Trudno mi powiedzieć. Z punktu widzenia naszego krótkiego życia odnosimy wrażenie, że częstotliwość wielkich opadów wzrasta, co nie jest prawdą. Podstawą  inżynierskich projektów zabezpieczeń przeciwpowodziowych i przeciwerozyjnych jest obliczenie prawdopodobieństwa wystąpienia określonej wysokości opadów lub przepływów w rzece. Powołują się na to inżynierowie i często słyszymy o tym w programach telewizyjnych lub opiniach różnych specjalistów określających dany przepływ powodziowy jako np. wodę stuletnią lub nawet tysiącletnią. To jedynie nieuzasadnione hipotezy, bowiem prawdopodobieństwo wystąpienia danego zjawiska oblicza się na podstawie ciągów danych pomiarowych z przeszłości. Trzeba pamiętać, że jest to jedynie uszeregowanie oparte na rachunku prawdopodobieństwa. Dlatego oparcie prognozowania, co stanie się w przyszłości jest niejako próbą wróżenia. Nakręcając atmosferę nerwowości zapomina się, że w przeszłości również występowały katastrofalne zjawiska hydrometeorologiczne. I nie myślę tu o odległej przeszłości geologicznej, ale o czasach historycznych. Wszystkim którzy nie wierzą polecam pracę klimatologiczną napisaną przez pewną polonistkę. W swojej pracy bazowała na kronikach Kadłubka i Długosza. Podawane są tam przykłady katastrofalnych powodzi i ekstremalnych zjawisk pogodowych. Wielkie powodzie występowały m.in. podczas wojen napoleońskich, które skutecznie opóźniały wyprawę na Moskwę. Z bliższej przeszłości osobiście pamiętam drewniany most na Dunajcu zagrożony przez wielką wodę w 1956, 58, 60 i 68 roku. Nie jest więc prawdą, że obecnie, może z wyjątkiem tego roku, mamy do czynienia z jakąś nadzwyczajną częstotliwością opadów. Oczywiście musimy patrzeć długofalowo, a nie z punktu widzenia naszego stosunkowo krótkiego życia.

Pamiętamy jednak z 2010 r. zaczynające się efektownie wiadomości telewizyjne mówiące o stuletniej, pięćsetletniej lub nawet tysiącletniej wodzie.

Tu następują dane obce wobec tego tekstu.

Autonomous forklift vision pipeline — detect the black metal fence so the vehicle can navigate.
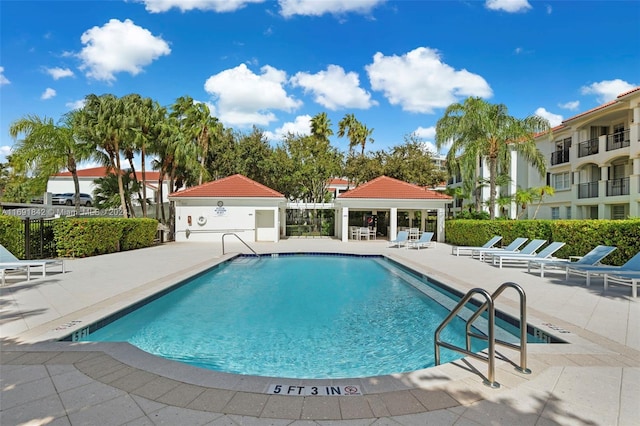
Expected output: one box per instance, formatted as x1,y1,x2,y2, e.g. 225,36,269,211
21,218,57,260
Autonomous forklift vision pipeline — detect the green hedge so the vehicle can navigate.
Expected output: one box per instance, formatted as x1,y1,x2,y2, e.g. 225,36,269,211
0,215,24,259
445,219,640,265
54,218,158,257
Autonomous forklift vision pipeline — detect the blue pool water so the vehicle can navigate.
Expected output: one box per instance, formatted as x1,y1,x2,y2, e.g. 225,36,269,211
82,256,500,378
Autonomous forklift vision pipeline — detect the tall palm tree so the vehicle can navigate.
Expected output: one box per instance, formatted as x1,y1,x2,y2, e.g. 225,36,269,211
9,111,94,215
436,97,551,219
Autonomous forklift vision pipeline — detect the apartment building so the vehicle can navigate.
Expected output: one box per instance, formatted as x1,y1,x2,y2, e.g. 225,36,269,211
528,87,640,219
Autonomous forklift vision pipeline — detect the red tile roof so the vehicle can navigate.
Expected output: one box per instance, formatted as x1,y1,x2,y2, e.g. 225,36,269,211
169,174,284,198
54,167,160,182
338,176,451,200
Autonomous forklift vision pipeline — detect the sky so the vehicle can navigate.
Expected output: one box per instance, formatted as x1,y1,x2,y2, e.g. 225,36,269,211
0,0,640,166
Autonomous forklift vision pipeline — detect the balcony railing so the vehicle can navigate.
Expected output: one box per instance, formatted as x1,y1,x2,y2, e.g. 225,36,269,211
578,182,598,198
607,129,631,151
607,177,629,197
578,138,599,157
551,149,569,166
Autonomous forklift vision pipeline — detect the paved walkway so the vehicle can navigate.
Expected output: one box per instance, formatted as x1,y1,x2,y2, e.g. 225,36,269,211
0,239,640,426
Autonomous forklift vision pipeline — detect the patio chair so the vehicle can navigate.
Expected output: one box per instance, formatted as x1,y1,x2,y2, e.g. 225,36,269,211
604,271,640,298
407,232,436,250
389,231,409,247
0,244,65,277
566,251,640,287
527,245,616,278
451,235,502,256
471,237,528,261
484,240,566,269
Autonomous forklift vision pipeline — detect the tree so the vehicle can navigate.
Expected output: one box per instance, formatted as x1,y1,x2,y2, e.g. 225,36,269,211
9,111,94,215
436,97,550,219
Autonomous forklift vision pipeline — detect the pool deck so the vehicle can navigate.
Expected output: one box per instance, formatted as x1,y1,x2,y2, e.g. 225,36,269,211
0,238,640,426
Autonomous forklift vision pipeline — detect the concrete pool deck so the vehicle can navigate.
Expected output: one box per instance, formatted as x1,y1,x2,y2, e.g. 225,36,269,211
0,238,640,426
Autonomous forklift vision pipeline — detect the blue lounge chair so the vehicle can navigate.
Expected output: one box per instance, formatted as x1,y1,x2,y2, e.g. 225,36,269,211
389,231,409,247
471,237,528,260
527,245,616,278
565,251,640,287
492,240,566,269
604,271,640,297
451,235,502,256
407,232,436,250
0,244,65,284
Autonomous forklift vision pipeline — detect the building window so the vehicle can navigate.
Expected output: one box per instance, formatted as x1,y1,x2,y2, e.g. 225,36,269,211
551,172,571,191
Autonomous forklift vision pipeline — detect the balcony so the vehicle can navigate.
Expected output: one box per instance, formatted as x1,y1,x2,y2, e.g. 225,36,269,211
551,149,569,166
607,177,629,197
578,181,598,198
607,129,631,151
578,138,599,157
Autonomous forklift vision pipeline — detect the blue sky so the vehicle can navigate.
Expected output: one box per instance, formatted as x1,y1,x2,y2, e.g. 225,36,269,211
0,0,640,165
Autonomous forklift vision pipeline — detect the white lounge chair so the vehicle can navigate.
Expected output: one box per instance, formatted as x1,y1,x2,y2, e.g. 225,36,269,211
389,231,409,247
407,232,436,250
492,240,566,269
451,235,502,256
527,245,616,278
604,271,640,297
471,237,528,261
566,251,640,287
0,244,65,277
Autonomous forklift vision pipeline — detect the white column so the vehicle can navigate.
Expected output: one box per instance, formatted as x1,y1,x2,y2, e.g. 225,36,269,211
340,207,349,243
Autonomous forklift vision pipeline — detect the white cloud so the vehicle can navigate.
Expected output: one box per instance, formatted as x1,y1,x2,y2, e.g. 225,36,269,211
291,65,378,111
278,0,386,18
64,99,85,110
485,0,531,13
40,87,56,100
135,0,265,13
78,19,171,82
581,79,636,103
365,47,493,114
0,67,11,86
558,101,580,111
264,114,311,141
204,64,302,126
534,107,563,127
46,67,73,80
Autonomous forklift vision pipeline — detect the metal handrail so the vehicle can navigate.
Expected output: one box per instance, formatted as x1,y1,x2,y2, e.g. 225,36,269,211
433,288,500,388
467,282,531,374
434,282,531,388
222,232,260,257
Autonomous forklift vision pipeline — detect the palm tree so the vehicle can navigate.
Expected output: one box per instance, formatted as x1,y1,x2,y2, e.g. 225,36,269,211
436,97,550,219
9,111,94,215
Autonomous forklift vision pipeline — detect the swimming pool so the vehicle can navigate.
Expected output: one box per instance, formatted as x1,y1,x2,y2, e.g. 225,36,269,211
74,255,536,379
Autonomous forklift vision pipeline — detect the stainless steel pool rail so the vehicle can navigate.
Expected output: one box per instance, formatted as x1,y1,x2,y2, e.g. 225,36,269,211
222,232,260,257
433,282,531,388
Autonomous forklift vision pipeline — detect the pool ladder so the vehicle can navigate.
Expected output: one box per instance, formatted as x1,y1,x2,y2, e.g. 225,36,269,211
222,232,260,258
433,282,531,388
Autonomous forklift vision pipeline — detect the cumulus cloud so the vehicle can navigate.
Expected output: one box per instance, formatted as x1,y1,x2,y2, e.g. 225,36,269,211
365,47,493,114
64,99,85,110
264,114,311,141
534,107,563,127
278,0,385,18
291,65,378,111
45,67,73,80
0,67,11,86
40,87,56,100
78,19,171,82
204,64,302,126
485,0,531,13
135,0,265,13
558,101,580,111
581,79,636,103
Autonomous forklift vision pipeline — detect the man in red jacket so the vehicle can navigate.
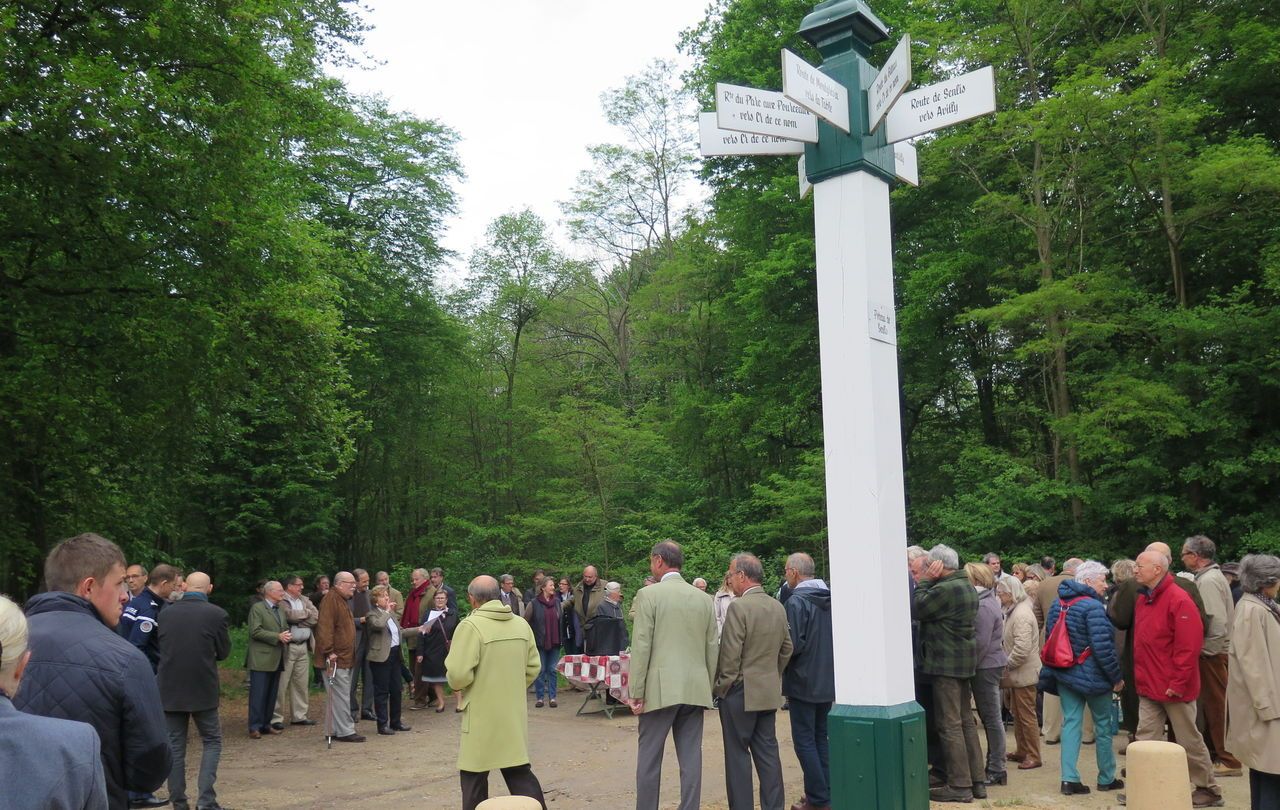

Na nieszczęście robienie takiej atmosfery nie jest tylko winą dziennikarzy. To jest informacja, która się bardzo dobrze sprzedaje, bo za tym kryją się konkretne ludzkie tragedie. I to jest jeden z najpoważniejszych problemów. Ale to jest również problem naukowy, ponieważ na tezach, które trudno udowodnić zbija się dziś pewien kapitał. Globalne zmiany klimatu, globalne ocieplenie nie są przecież zjawiskami udowodnionymi.

To tylko hipotezy?

Tak trzeba uczciwie powiedzieć. Kiedy zaczynałem pracę naukową wiedza o środowisku była znacznie mniejsza i większość badań dotyczyła przeszłości. Cały czas prowadzono dywagacje i spory, czy będzie interglacjał - czyli ocieplenie, czy raczej idziemy w kierunku epoki lodowej? W pewnym momencie stwierdzono, że idziemy w kierunku epoki lodowej. Obecnie nastąpił zwrot o 180 stopni, czyli przeważa opinia, że mamy do czynienia z globalnym ociepleniem. Oczywiście trudno jest to udowodnić, bo nie mamy długich ciągów pomiarów instrumentalnych. W swoich opiniach bazujemy na doświadczeniach swojego krótkiego życia przeżywanego głównie w miastach i domach. Ponieważ od 40 lat prawie codziennie mam bezpośredni kontakt z przyrodą, najczęściej nieco inaczej odczuwam pogodę i zmiany naturalnego środowiska.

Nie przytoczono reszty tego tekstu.